This article is from the archives of the UB Reporter.
News

UB training physicians how
to best treat addicted patients

  • “If a person with an addiction is going into the hospital for orthopedic surgery, the surgeon needs to know about the addiction. Right now, there is no established infrastructure for disseminating that information.”

    Richard Blondell
    Professor of Family Medicine
By ELLEN GOLDBAUM
Published: October 31, 2011

A new UB program, supported by more than $900,000 in federal funds, will help translate medical research on alcoholism and other addictions into the best treatments for addicted patients.

“This grant recognizes UB’s national leadership position in alcohol abuse and addiction medicine,” says Richard D. Blondell, director of addictions research and professor of family medicine in the School of Medicine and Biomedical Sciences. “With this grant, we are addressing the significant need to develop innovative ways to train both primary care doctors and addiction specialists.”

The grant from the National Institute on Alcoholism and Alcohol Abuse (NIAAA) is funding physicians and researchers in the Department of Family Medicine to establish a National Addiction Medicine Residency Assistance Council. The council will be made up of leaders in the field of addiction medicine who will develop written curricula and national standards of excellence for graduate medical education programs in addiction medicine. The goal is to establish a core of post-graduate addiction medicine education programs in academic medical centers throughout the U.S.

Blondell explains there is a shortage of academically oriented addiction-medicine physicians qualified to conduct clinical research on addictions, to translate this research into practice and to teach medical students and a wide range of residents about addiction in academic medical centers.

“The grant is designed to address the spectrum of addictions, from alcohol, which is America’s number one substance abuse problem, to illicit substances and prescription drugs,” he says. “The purpose is to educate primary care doctors, as well as emergency medicine physicians—and, frankly, physicians in all the specialties—on how to treat their patients who are already addicted, while also preventing non-addicted patients from developing addictions.

“Part of that education involves connecting the dots,” he notes. “If a person with an addiction is going into the hospital for orthopedic surgery, the surgeon needs to know about the addiction. Right now, there is no established infrastructure for disseminating that information.”

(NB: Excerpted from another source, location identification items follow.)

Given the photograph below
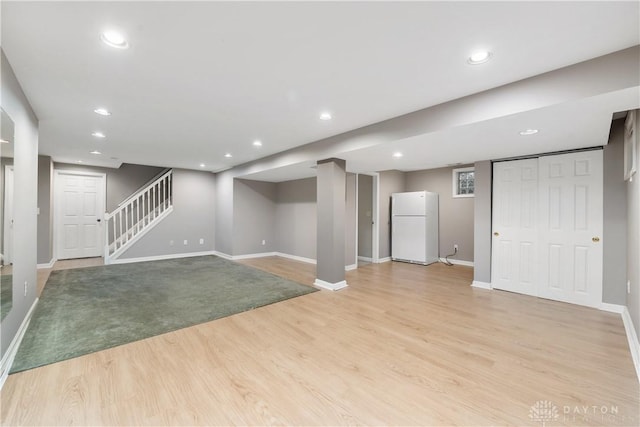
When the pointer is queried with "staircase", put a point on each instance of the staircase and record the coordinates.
(137, 215)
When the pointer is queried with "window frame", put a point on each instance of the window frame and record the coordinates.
(455, 174)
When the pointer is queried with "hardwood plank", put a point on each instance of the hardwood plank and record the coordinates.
(403, 344)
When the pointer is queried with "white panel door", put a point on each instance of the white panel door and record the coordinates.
(80, 205)
(571, 222)
(515, 226)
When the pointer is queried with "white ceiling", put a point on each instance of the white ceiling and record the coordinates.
(205, 78)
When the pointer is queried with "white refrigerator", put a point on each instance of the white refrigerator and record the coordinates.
(414, 227)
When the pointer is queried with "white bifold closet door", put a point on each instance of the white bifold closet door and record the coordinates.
(547, 227)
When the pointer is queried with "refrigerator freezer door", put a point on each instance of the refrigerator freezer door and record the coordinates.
(408, 203)
(408, 239)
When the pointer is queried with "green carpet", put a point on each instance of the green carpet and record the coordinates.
(6, 295)
(90, 309)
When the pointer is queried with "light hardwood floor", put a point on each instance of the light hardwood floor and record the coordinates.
(402, 345)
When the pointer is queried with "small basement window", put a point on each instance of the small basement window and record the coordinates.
(463, 182)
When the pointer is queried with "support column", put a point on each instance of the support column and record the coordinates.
(331, 186)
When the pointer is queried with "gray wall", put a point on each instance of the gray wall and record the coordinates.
(365, 216)
(455, 214)
(224, 213)
(350, 221)
(254, 213)
(633, 237)
(15, 103)
(482, 222)
(192, 219)
(121, 182)
(389, 182)
(614, 290)
(45, 207)
(296, 220)
(4, 162)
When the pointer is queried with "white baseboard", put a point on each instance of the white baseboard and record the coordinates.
(250, 256)
(612, 308)
(481, 285)
(330, 286)
(162, 257)
(223, 255)
(296, 258)
(632, 337)
(461, 262)
(10, 354)
(350, 267)
(47, 265)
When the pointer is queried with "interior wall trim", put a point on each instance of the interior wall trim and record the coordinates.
(12, 350)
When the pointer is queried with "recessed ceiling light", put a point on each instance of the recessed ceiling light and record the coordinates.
(102, 111)
(479, 57)
(114, 39)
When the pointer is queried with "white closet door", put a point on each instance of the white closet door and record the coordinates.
(515, 226)
(571, 207)
(80, 205)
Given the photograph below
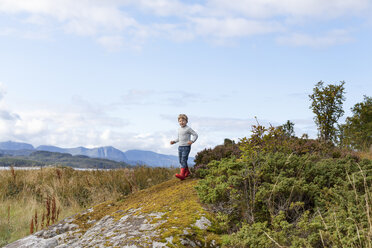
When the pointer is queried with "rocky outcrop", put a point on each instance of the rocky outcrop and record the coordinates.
(166, 215)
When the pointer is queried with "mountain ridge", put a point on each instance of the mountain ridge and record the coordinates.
(132, 157)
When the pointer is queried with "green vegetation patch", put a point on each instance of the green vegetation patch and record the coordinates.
(176, 200)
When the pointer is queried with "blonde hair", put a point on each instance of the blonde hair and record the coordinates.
(183, 116)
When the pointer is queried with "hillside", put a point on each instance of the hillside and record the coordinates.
(166, 215)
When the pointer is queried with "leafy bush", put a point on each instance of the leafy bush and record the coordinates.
(204, 157)
(272, 196)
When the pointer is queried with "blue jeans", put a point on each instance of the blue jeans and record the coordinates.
(183, 155)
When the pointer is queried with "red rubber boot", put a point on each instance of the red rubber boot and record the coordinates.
(182, 175)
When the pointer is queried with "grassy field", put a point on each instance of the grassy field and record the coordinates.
(32, 199)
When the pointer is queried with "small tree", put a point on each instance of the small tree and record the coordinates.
(327, 107)
(356, 133)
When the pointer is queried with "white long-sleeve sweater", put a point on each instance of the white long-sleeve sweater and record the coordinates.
(184, 136)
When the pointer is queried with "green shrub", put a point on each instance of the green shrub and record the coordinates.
(272, 196)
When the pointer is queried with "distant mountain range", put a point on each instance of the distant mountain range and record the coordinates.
(132, 157)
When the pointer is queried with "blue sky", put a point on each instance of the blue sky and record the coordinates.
(118, 72)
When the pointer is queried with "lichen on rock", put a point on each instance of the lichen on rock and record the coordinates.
(165, 215)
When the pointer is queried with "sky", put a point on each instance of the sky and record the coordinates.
(118, 72)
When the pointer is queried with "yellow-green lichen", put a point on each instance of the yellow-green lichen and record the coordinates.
(176, 200)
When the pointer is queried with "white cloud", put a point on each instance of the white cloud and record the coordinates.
(334, 37)
(233, 27)
(135, 97)
(118, 24)
(300, 8)
(2, 91)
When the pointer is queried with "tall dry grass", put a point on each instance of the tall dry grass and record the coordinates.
(32, 199)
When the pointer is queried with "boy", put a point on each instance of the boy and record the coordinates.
(184, 135)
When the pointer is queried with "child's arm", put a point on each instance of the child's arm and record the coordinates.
(195, 136)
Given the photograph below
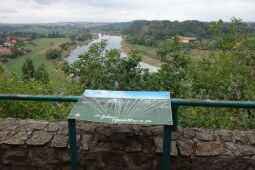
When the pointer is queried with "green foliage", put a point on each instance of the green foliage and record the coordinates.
(100, 69)
(28, 69)
(29, 72)
(173, 73)
(55, 34)
(11, 84)
(53, 53)
(149, 33)
(84, 36)
(41, 74)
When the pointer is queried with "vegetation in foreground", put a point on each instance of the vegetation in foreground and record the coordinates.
(224, 75)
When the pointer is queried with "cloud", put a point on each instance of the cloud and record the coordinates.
(37, 11)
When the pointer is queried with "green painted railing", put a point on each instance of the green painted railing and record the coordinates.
(176, 103)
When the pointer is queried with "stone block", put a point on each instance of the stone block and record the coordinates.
(85, 142)
(40, 138)
(59, 141)
(212, 148)
(251, 136)
(185, 147)
(239, 136)
(189, 133)
(157, 130)
(16, 139)
(205, 134)
(224, 135)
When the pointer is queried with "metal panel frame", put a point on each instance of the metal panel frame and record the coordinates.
(176, 103)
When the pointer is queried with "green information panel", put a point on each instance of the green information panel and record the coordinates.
(126, 107)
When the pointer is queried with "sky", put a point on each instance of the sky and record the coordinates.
(50, 11)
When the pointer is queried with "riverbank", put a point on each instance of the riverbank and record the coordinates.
(67, 52)
(148, 54)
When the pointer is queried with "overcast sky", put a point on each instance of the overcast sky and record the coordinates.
(48, 11)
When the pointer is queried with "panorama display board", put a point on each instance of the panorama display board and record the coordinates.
(125, 107)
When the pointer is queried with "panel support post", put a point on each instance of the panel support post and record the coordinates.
(175, 117)
(166, 147)
(72, 142)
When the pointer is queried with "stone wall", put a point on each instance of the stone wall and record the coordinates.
(30, 144)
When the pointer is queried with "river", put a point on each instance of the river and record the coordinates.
(113, 42)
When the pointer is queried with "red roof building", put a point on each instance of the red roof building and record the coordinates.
(187, 39)
(5, 51)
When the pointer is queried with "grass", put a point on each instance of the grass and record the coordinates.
(42, 43)
(39, 57)
(148, 53)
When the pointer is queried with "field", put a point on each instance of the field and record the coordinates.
(148, 53)
(38, 56)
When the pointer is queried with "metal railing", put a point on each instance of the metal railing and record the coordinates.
(176, 103)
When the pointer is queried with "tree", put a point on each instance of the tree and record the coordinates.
(73, 36)
(173, 73)
(29, 72)
(41, 74)
(53, 53)
(28, 69)
(100, 69)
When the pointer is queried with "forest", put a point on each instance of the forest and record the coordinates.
(226, 73)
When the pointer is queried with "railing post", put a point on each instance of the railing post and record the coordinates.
(175, 109)
(167, 147)
(72, 141)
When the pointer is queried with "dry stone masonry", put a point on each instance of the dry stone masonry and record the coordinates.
(36, 145)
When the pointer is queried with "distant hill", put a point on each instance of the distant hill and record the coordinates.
(50, 26)
(148, 33)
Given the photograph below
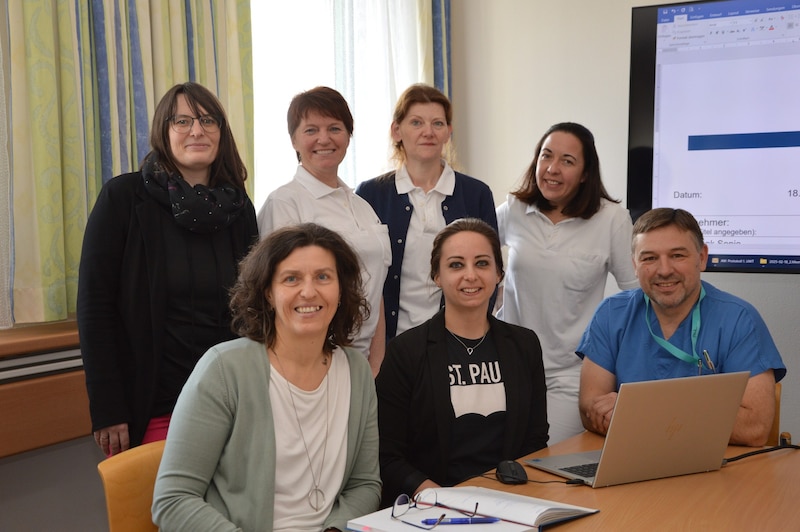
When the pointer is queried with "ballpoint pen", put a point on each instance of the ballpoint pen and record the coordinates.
(709, 362)
(461, 521)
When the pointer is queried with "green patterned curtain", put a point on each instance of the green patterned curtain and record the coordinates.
(84, 79)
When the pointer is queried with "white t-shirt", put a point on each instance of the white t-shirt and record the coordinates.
(307, 199)
(293, 475)
(419, 296)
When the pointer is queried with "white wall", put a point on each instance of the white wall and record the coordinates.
(520, 66)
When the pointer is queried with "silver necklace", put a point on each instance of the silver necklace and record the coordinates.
(316, 497)
(474, 347)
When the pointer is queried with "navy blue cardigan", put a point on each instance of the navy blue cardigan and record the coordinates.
(471, 198)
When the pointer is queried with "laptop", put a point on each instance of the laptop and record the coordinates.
(659, 428)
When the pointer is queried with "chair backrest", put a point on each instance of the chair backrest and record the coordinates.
(774, 433)
(128, 481)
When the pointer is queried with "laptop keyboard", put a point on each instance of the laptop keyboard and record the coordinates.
(583, 470)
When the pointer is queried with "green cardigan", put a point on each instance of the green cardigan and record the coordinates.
(222, 441)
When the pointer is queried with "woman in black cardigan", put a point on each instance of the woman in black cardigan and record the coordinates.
(462, 391)
(160, 251)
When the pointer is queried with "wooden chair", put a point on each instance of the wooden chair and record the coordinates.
(775, 431)
(128, 481)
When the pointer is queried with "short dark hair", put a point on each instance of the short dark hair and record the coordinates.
(473, 225)
(323, 100)
(586, 202)
(421, 93)
(228, 167)
(252, 315)
(665, 217)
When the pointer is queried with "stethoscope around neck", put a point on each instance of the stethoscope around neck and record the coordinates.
(675, 351)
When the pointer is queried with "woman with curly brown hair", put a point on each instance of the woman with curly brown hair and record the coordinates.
(278, 430)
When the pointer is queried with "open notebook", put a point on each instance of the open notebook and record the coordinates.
(518, 513)
(660, 428)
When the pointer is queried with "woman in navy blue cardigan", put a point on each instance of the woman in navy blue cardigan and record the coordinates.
(418, 199)
(464, 390)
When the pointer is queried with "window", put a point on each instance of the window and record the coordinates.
(368, 52)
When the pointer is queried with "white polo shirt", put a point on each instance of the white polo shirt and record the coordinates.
(307, 199)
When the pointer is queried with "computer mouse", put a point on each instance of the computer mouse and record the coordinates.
(511, 472)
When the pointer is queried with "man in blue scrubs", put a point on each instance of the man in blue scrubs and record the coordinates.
(676, 325)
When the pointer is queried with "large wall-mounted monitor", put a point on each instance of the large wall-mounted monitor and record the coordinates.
(715, 125)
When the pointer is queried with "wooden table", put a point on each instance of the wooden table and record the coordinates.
(761, 492)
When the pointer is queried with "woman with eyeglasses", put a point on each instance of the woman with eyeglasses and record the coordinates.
(160, 252)
(464, 390)
(278, 430)
(320, 126)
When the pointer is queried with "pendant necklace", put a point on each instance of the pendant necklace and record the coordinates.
(316, 497)
(474, 347)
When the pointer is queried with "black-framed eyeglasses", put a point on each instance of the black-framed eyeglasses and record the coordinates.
(423, 501)
(184, 123)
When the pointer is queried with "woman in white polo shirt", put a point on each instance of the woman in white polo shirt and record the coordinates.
(320, 126)
(564, 235)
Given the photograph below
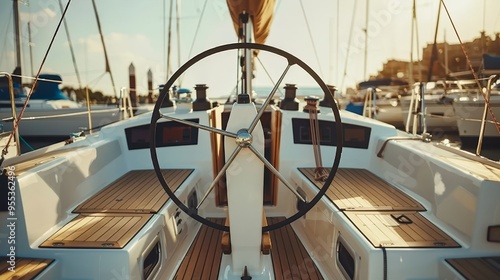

Blondell, who chairs the Residency Accreditation Review Committee of the American Board of Addiction Medicine Foundation, directs the UB Department of Family Medicine’s addiction residency, one of just nine postgraduate addiction-medicine residencies in the U.S. that were accredited earlier this year.

An expert on alcohol dependence, he has conducted research designed to improve outcomes after patients are discharged from detoxification programs; he also studies new pharmacotherapeutic approaches to various types of addictions.

He is co-principal investigator on the NIAAA grant with Jeffrey H. Samet of the Boston University School of Medicine.